One analyst has speculated that the time may be nearing for Activision Blizzard’s World of Warcraft to make the jump to free-to-play.
A report by Superdata Research, as spotted by CVG, claims that the MMO has experienced a drop in revenues of 54 per cent in the last seven months. That’s based on a supposed April revenue of $93m – down from the $204m recorded seven months previous.
In a market where players are increasingly used to – and spending money on – in-game items, the lack of microtransactions beyond pets and mounts looks like it’s starting to hurt,” the report reads.
What we generally see after a switch to free-to-play is an influx of new players and a spike in revenues, which, if the cards are played right, can be sustained.”
However, the firm does warn that for a game that has been so successful for so long using subscriptions a move to F2P might prove more problematic than it would for other titles.
To switch entirely to F2P is currently too much of a jolt for WoW, and doesn’t make sense with the current metrics,” it added.
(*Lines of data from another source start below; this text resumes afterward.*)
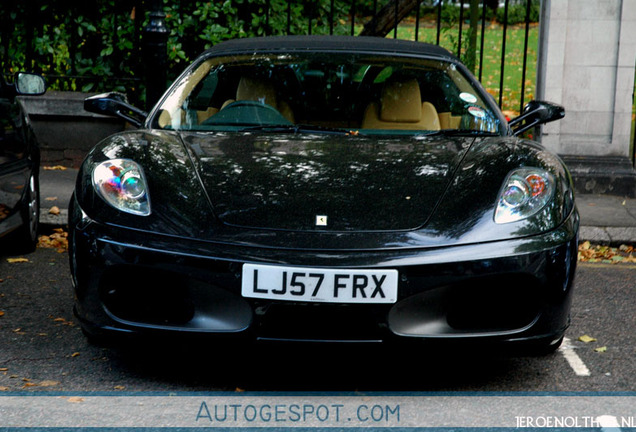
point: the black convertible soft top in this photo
(329, 43)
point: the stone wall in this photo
(587, 58)
(65, 131)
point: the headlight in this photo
(122, 184)
(525, 192)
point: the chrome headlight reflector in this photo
(525, 192)
(122, 184)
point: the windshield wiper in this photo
(460, 132)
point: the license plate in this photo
(319, 285)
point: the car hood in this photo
(325, 182)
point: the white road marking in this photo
(573, 359)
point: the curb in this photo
(607, 235)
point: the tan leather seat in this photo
(401, 107)
(260, 90)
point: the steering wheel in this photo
(248, 113)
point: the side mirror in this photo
(29, 84)
(534, 114)
(115, 105)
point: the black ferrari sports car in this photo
(325, 189)
(19, 166)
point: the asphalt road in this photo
(43, 349)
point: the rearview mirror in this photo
(29, 84)
(116, 105)
(534, 114)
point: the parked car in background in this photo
(19, 166)
(325, 189)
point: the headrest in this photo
(401, 102)
(256, 89)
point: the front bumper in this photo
(132, 282)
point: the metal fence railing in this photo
(100, 45)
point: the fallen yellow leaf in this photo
(587, 339)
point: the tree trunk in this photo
(471, 55)
(388, 17)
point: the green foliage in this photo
(98, 45)
(517, 13)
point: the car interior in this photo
(330, 95)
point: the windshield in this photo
(358, 94)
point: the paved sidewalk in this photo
(604, 218)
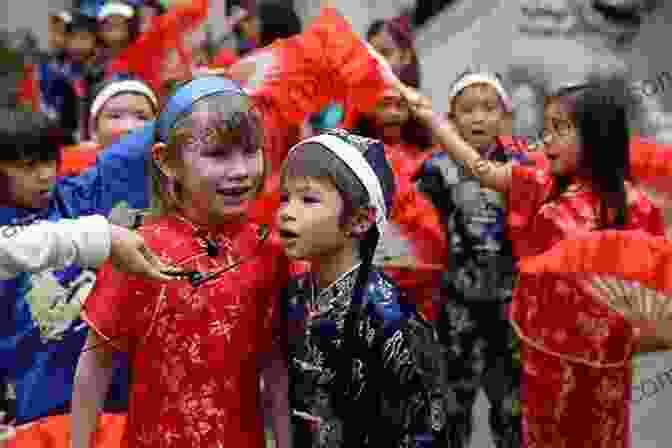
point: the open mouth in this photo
(287, 234)
(629, 16)
(234, 192)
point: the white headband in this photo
(65, 17)
(116, 9)
(480, 78)
(127, 86)
(352, 157)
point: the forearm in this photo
(92, 381)
(39, 246)
(490, 175)
(276, 400)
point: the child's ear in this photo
(506, 125)
(407, 57)
(163, 160)
(362, 221)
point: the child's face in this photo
(120, 115)
(28, 183)
(309, 219)
(397, 57)
(249, 28)
(219, 174)
(391, 111)
(57, 34)
(560, 138)
(81, 45)
(478, 114)
(114, 31)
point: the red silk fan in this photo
(629, 271)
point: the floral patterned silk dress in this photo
(194, 350)
(575, 351)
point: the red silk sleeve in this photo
(530, 187)
(29, 89)
(632, 255)
(225, 58)
(118, 307)
(76, 159)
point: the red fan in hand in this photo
(629, 271)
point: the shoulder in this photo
(383, 302)
(441, 164)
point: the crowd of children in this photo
(345, 258)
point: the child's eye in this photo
(311, 200)
(251, 150)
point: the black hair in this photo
(276, 21)
(600, 111)
(134, 23)
(117, 77)
(29, 136)
(411, 74)
(313, 160)
(82, 22)
(413, 132)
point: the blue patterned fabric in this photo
(391, 380)
(42, 366)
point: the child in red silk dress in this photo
(346, 67)
(196, 349)
(575, 352)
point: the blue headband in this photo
(184, 98)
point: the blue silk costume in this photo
(390, 394)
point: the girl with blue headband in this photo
(195, 345)
(207, 171)
(280, 101)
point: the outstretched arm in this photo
(87, 241)
(36, 247)
(491, 175)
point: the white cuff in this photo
(96, 240)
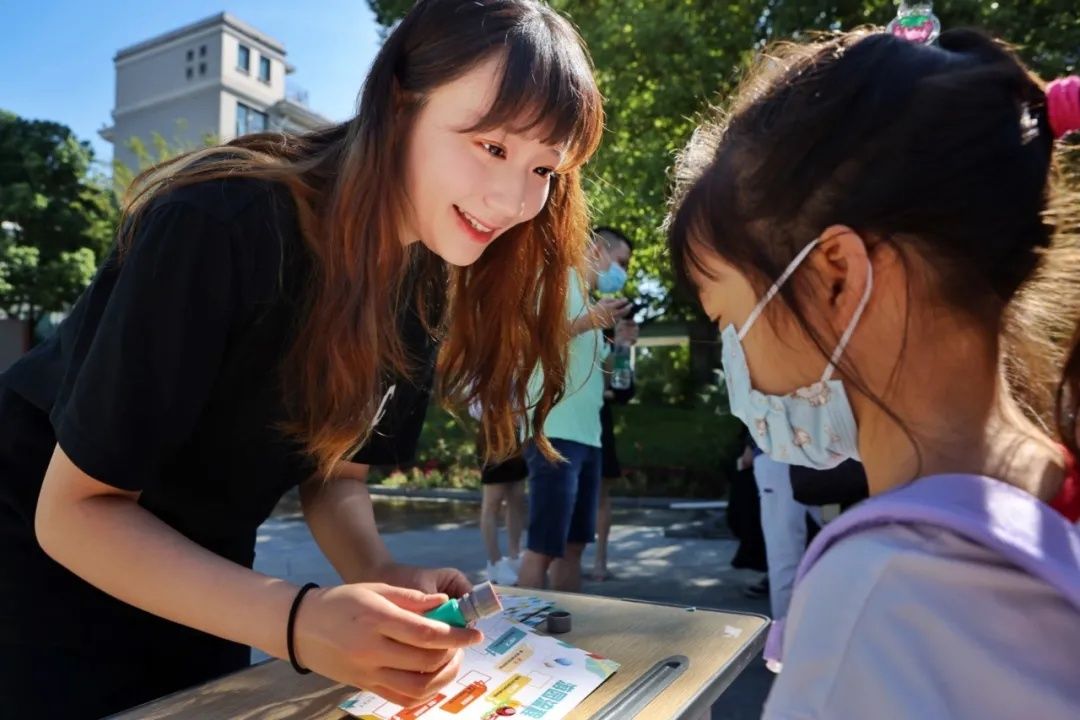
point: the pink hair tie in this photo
(1063, 105)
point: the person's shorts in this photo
(508, 471)
(563, 497)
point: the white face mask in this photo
(812, 426)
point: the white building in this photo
(218, 77)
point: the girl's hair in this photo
(944, 152)
(500, 317)
(1068, 398)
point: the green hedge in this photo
(669, 451)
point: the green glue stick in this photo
(482, 601)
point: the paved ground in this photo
(649, 566)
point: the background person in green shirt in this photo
(564, 494)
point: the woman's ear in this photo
(842, 263)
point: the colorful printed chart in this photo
(514, 673)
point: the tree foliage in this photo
(57, 215)
(660, 63)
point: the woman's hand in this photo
(373, 636)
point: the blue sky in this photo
(57, 54)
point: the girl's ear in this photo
(842, 265)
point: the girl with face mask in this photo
(877, 231)
(274, 318)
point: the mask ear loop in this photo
(792, 267)
(851, 326)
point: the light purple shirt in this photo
(916, 622)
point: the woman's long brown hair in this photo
(498, 318)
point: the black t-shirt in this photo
(165, 380)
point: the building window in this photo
(250, 120)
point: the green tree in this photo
(661, 63)
(58, 217)
(159, 150)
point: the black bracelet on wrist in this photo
(289, 628)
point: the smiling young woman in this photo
(273, 317)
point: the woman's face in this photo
(468, 188)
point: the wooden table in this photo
(637, 635)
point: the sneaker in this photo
(501, 572)
(758, 589)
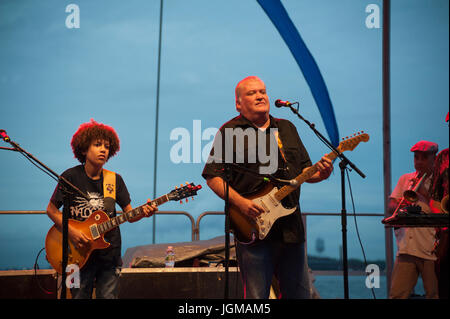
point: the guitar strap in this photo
(109, 190)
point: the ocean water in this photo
(332, 287)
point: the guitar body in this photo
(53, 242)
(245, 228)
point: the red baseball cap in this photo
(425, 146)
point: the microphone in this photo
(4, 136)
(280, 103)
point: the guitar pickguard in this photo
(273, 209)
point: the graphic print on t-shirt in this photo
(82, 208)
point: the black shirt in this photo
(80, 209)
(291, 161)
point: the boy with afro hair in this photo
(93, 144)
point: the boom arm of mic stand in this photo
(327, 143)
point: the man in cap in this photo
(415, 253)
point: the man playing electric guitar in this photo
(282, 251)
(93, 144)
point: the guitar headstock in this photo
(350, 142)
(188, 190)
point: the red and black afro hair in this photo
(92, 131)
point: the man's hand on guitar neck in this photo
(78, 238)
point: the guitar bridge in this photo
(94, 231)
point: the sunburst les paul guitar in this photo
(97, 225)
(247, 229)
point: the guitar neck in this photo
(126, 216)
(304, 176)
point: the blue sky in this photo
(53, 78)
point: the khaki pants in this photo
(405, 274)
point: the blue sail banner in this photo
(279, 17)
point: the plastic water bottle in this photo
(170, 257)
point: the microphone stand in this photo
(342, 165)
(65, 186)
(227, 171)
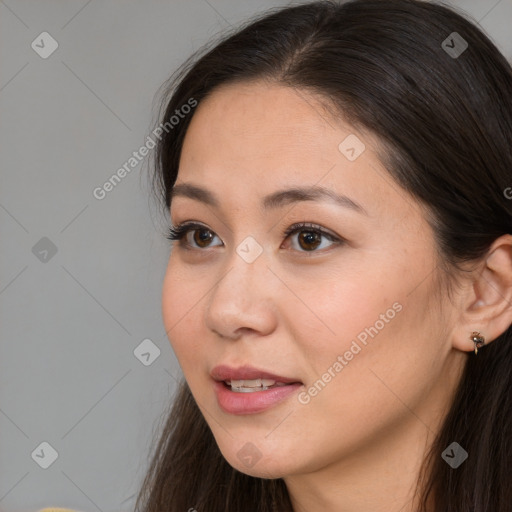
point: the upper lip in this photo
(224, 372)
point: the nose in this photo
(243, 300)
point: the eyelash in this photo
(178, 232)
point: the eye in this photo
(309, 239)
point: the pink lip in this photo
(249, 403)
(223, 372)
(253, 402)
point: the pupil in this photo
(310, 236)
(201, 237)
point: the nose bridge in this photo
(240, 299)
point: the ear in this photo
(487, 300)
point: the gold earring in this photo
(478, 340)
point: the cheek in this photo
(181, 305)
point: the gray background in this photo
(71, 322)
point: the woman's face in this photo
(354, 319)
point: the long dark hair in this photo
(444, 116)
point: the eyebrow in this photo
(272, 201)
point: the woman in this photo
(338, 293)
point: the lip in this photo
(253, 402)
(224, 372)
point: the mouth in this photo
(253, 385)
(248, 390)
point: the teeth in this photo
(248, 386)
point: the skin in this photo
(358, 444)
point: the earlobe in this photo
(488, 305)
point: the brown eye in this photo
(310, 237)
(202, 236)
(309, 240)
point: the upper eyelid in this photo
(190, 226)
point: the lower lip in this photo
(254, 401)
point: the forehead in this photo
(260, 137)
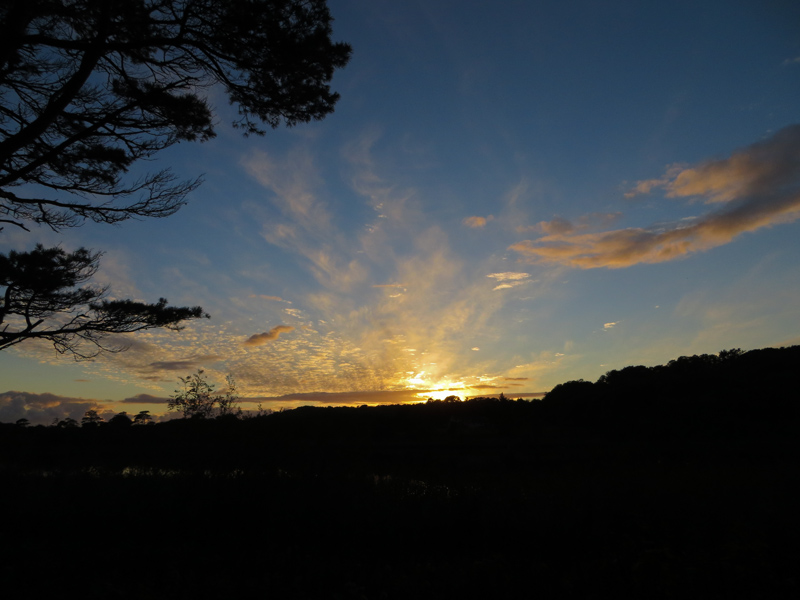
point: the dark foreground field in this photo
(483, 499)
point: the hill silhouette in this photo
(678, 480)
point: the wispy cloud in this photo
(758, 185)
(259, 339)
(509, 279)
(45, 408)
(275, 298)
(477, 222)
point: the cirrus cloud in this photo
(259, 339)
(759, 187)
(477, 222)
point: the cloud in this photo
(275, 298)
(560, 225)
(758, 185)
(259, 339)
(509, 279)
(43, 409)
(477, 222)
(193, 362)
(145, 399)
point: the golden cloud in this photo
(477, 222)
(760, 186)
(259, 339)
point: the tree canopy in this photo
(41, 300)
(89, 87)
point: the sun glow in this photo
(437, 389)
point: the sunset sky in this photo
(508, 196)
For example, in order to have sustained the US revenues the game saw in 2011, it would have had to convert 53% of the total free-to-play audience in the US at the time.
However, there are now more F2P gamers in the country – and worldwide –so it’s becoming easier to capture this audience. But there’s also more competition.
With a dedicated player base and relatively stable MAUs, WoW would need a convergence of factors to make the switch beneficial. It looks like those factors are starting to stack up, but haven’t hit critical mass.”